Do not store per-user preferences, selections, or ephemeral UI state on shared actors. If a field's value should differ between two users looking at the same task, it belongs on the user actor.
## Audit Log Maintenance
Every new action or command handler that represents a user-visible or workflow-significant event must append to the audit log actor. The audit log must remain a comprehensive record of significant operations.
## Debugging Actors
### RivetKit Inspector UI
The RivetKit inspector UI at `http://localhost:6420/ui/` is the most reliable way to debug actor state in local development. The inspector HTTP API (`/inspector/workflow-history`) has a known bug where it returns empty `{}` even when the workflow has entries — always cross-check with the UI.
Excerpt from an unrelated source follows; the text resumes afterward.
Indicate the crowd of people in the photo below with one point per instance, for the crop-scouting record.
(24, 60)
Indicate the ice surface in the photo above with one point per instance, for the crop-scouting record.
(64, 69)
**Useful inspector URL pattern:**
```
http://localhost:6420/ui/?u=http%3A%2F%2F127.0.0.1%3A6420&ns=default&r=default&n=[%22<actor-name>%22]&actorId=<actor-id>&tab=<tab>
```
Tabs: `workflow`, `database`, `state`, `queue`, `connections`, `metadata`.
**To find actor IDs:**
```bash
curl -s 'http://127.0.0.1:6420/actors?name=organization'
```
**To query actor DB via bun (inside container):**
```bash
docker compose -f compose.dev.yaml exec -T backend bun -e '
var Database = require("bun:sqlite");
var db = new Database("/root/.local/share/foundry/rivetkit/databases/<actor-id>.db", { readonly: true });
console.log(JSON.stringify(db.query("SELECT name FROM sqlite_master WHERE type=?").all("table")));
'
```
**To call actor actions via inspector:**
```bash
curl -s -X POST 'http://127.0.0.1:6420/gateway/<actor-id>/inspector/action/<actionName>' \
-H 'Content-Type: application/json' -d '{"args":[{}]}'
```
### Known inspector API bugs
- `GET /inspector/workflow-history` may return `{"history":{}}` even when workflow has run. Use the UI's Workflow tab instead.
- `GET /inspector/queue` is reliable for checking pending messages.
- `GET /inspector/state` is reliable for checking actor state.
## Maintenance
- Keep this file up to date whenever actor ownership, hierarchy, or lifecycle responsibilities change.
- If the real actor tree diverges from this document, update this document in the same change.
- When adding, removing, or renaming coordinator index tables, update the hierarchy diagram above in the same change.
- When adding a new coordinator index table in a schema file, add a doc comment identifying which child actor it indexes (pattern: `/** Coordinator index of {ChildActor} instances. ... */`).